Exit Interview Analysis Best Practices for 2026
Modern exit interview analysis goes beyond reading notes. Learn how AI-powered analysis, theme clustering, and sentiment tracking transform raw feedback into retention strategy.
Beyond Manual Reading
HR teams that manually read exit interviews catch obvious themes but miss subtle patterns. AI analysis processes the same data in seconds and identifies statistical patterns humans overlook.

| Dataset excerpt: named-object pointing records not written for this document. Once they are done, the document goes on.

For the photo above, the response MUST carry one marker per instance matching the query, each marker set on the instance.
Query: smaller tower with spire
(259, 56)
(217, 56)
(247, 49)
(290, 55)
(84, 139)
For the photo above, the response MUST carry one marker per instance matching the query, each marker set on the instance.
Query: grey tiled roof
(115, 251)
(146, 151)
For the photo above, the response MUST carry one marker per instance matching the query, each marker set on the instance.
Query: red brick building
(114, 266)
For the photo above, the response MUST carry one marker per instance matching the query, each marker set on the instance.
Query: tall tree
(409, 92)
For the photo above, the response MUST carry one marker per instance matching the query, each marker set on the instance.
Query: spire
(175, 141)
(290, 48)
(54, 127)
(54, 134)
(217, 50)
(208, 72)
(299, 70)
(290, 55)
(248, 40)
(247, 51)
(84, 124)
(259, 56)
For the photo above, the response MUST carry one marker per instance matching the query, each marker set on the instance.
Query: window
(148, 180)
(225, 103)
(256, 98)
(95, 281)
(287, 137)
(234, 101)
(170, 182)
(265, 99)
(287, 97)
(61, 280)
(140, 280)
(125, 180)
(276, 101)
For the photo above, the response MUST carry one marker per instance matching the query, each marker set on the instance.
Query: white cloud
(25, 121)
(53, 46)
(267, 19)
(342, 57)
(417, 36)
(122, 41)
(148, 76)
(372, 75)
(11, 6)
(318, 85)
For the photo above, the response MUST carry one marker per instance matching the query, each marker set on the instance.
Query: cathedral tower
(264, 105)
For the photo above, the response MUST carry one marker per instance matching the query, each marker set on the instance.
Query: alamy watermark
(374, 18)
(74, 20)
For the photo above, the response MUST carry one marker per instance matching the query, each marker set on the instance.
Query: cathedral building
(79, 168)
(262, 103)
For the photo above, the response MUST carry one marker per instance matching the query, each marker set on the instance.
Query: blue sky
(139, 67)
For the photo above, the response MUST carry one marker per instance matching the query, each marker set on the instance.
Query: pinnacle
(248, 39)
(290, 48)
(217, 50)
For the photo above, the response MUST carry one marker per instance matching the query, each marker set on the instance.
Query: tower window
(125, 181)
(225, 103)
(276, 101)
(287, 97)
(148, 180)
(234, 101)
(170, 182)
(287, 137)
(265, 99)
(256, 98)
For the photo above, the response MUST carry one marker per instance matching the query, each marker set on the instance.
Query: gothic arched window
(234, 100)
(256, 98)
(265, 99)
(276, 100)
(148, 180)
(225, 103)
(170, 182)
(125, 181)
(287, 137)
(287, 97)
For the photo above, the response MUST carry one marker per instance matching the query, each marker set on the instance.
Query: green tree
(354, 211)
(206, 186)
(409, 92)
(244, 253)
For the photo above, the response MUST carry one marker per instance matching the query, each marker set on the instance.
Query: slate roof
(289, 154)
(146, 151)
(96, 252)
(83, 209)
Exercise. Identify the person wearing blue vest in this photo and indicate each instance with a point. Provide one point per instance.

Standardize Your Questions
Consistent questions across all exit interviews enable meaningful comparison. Use a mix of open-ended and structured questions for both depth and data.
Sentiment Analysis
Not all negative feedback is equal. Sentiment analysis distinguishes mild dissatisfaction from intense frustration, helping you prioritize the most urgent themes.
Theme Clustering
AI clusters similar feedback into themes automatically. '15 employees mentioned compensation' is more actionable than reading 15 individual comments.
Cross-Reference With Engagement Data
Combine exit interview themes with engagement survey data to build a complete picture. Do current employees share the same concerns as departing ones?
Anonymous Aggregation
Individual exit interviews should remain confidential. Always report themes in aggregate to protect departing employees and encourage future candor.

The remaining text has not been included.